Commodities with similar production practices were organized around common themes and overarching findings. The research included detailed information regarding production operations, primary applications, major machines used and fuel usage. With this information, Osborn & Barr developed a production model assessing potential areas of investment. Related costs for each commodity, organic crop and livestock production were calculated.
Since organic producers represent an emerging market, a separate survey measured organic producers’ knowledge and awareness of propane agriculture applications. The operations and costs of traditional producers and growers were compared to the organic production process. Research assessed which production costs were highest across commodities and within organic production and which groups were spending the most on fuel and energy. In sum, Osborn & Barr created a robust information tool that could be categorized and viewed in numerous ways to reveal where the greatest opportunities lie.

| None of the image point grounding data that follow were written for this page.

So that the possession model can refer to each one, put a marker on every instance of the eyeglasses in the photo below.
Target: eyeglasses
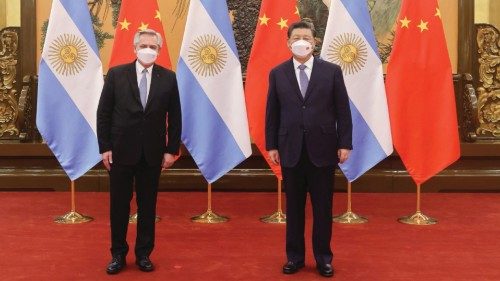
(152, 47)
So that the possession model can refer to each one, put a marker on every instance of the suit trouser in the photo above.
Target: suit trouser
(122, 179)
(318, 181)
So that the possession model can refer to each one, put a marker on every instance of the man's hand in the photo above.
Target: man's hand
(343, 155)
(168, 161)
(107, 159)
(275, 156)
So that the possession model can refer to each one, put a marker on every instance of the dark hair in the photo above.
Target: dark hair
(305, 23)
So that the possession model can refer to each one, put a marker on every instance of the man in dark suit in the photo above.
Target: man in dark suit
(308, 131)
(131, 130)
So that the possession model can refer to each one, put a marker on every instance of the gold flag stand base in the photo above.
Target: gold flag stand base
(350, 218)
(133, 218)
(418, 219)
(278, 217)
(73, 218)
(209, 217)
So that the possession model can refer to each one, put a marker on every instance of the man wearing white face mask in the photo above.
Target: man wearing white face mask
(131, 130)
(308, 132)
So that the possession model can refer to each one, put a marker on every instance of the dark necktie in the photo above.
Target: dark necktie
(303, 80)
(143, 88)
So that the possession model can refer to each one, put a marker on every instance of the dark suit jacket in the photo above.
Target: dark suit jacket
(322, 118)
(128, 130)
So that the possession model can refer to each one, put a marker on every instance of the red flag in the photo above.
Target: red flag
(420, 92)
(268, 50)
(137, 15)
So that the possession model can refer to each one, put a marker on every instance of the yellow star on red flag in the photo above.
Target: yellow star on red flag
(438, 13)
(143, 26)
(282, 23)
(263, 20)
(405, 22)
(124, 24)
(423, 26)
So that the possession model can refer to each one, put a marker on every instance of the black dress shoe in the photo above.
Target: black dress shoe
(292, 267)
(325, 270)
(116, 264)
(144, 264)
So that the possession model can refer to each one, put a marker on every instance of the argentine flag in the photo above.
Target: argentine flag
(69, 86)
(214, 118)
(350, 43)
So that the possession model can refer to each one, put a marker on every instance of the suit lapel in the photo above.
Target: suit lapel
(314, 79)
(132, 78)
(290, 73)
(155, 78)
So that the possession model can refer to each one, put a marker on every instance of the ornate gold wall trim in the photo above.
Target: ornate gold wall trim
(488, 91)
(9, 95)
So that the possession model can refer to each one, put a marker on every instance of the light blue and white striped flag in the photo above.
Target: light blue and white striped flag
(214, 118)
(349, 42)
(69, 86)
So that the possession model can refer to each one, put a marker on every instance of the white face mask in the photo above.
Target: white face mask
(301, 48)
(147, 55)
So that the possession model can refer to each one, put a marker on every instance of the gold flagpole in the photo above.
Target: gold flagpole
(349, 217)
(418, 218)
(209, 216)
(278, 216)
(73, 216)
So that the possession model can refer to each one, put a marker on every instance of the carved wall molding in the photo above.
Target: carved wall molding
(9, 95)
(244, 14)
(469, 119)
(488, 90)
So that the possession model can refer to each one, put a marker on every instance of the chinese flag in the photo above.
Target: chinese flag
(420, 92)
(137, 15)
(269, 49)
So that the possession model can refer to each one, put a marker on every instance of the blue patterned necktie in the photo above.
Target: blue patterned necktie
(304, 81)
(143, 88)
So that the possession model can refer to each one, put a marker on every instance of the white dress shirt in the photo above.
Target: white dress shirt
(308, 68)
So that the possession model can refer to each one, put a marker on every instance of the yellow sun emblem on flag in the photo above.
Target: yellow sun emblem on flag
(68, 54)
(207, 55)
(349, 51)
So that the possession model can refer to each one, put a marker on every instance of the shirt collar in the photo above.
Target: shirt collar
(140, 68)
(308, 63)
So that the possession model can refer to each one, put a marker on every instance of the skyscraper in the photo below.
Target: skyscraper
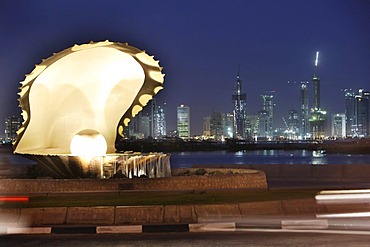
(338, 125)
(350, 112)
(183, 121)
(159, 119)
(363, 112)
(318, 116)
(293, 124)
(304, 126)
(239, 100)
(268, 107)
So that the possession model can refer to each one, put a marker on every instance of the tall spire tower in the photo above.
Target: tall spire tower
(239, 100)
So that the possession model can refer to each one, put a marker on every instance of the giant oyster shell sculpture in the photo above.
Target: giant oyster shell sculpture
(83, 97)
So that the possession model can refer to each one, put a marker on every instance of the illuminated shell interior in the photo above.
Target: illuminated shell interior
(97, 87)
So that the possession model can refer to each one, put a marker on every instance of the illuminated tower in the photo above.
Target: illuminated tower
(316, 85)
(304, 128)
(350, 112)
(159, 121)
(318, 116)
(183, 121)
(268, 107)
(239, 100)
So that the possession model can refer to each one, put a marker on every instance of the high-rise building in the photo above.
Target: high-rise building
(183, 121)
(159, 119)
(253, 125)
(263, 124)
(268, 107)
(207, 126)
(350, 112)
(12, 124)
(293, 124)
(338, 125)
(239, 100)
(363, 113)
(217, 123)
(229, 125)
(304, 126)
(357, 113)
(318, 116)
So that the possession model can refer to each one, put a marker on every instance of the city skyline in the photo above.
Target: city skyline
(200, 44)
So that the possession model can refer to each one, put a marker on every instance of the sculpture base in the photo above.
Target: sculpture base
(152, 165)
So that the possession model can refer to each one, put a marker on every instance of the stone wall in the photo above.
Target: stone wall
(236, 179)
(167, 214)
(341, 173)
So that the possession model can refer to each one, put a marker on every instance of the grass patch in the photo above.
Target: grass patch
(159, 198)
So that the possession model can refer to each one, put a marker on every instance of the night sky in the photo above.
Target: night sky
(200, 44)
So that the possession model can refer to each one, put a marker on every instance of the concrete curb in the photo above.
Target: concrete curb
(198, 227)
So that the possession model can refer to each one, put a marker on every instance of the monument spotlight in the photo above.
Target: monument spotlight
(76, 104)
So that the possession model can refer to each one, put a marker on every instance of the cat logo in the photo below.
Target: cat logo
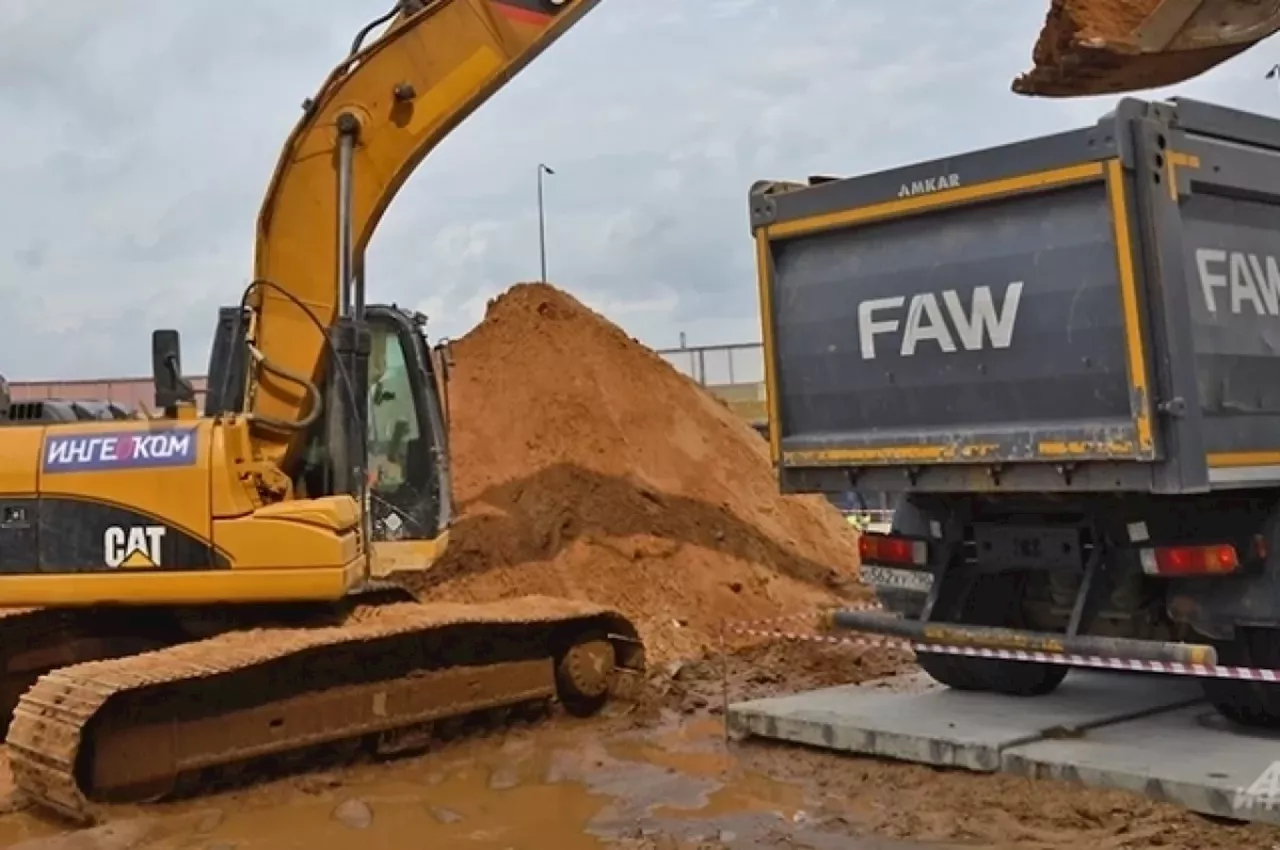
(135, 547)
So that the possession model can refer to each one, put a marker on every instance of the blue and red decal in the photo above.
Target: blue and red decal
(120, 449)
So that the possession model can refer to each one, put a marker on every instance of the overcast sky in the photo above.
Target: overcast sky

“As we developed the structure of the report, we did not aim to tell PERC where they should invest, but instead wanted to provide them with the appropriate information to make the best decisions,” says Jeff Whetstine, account executive, Osborn & Barr. “The research provides an educational tool that will increase AAC’s overall knowledge and understanding of the commodities, their production processes and marketplace conditions. As a result, AAC now has a tool for assessing which agricultural commodities hold the greatest potential return on investment, as well as which commodities should and should not be targeted. This tool is designed to empower AAC to make strong decisions regarding potential investments.”
From idea to reality
The in-depth quantitative and qualitative research provided by Osborn & Barr puts PERC in a better position to evaluate the likelihood of success for new or improved propane agriculture technology. The research will be the foundation for assessing marketing potential and disbursing funding for new propane projects. The next investment could be anything in any sector of the agriculture industry. Eventually, these projects will benefit the agriculture industry through new, efficient products and the propane industry through higher demand.
PERC is already putting its new knowledge to use in evaluating the potential of a project for the cotton industry.
“I think PERC will refer to this research quite often. It gives PERC the information necessary to deliver on its promise to use member funds responsibly and effectively. It’s a great stepping stone for PERC’s future in agriculture, and focuses them on really meeting the needs of producers in many commodity categories. The most exciting thing is the Propane Education & Research Council can make these ideas become a reality,” Whetstine says.
To that end, PERC has just released a request for proposals to design the technology for propane-powered weed control, one of the most frequent requests cited in the research. The technology will burn weeds between rows of crops without harming the desirable plants. Since the technology replaces herbicides, it is of particular interest to organic growers. Production of the time- and labor-saving technology could be in place in two years.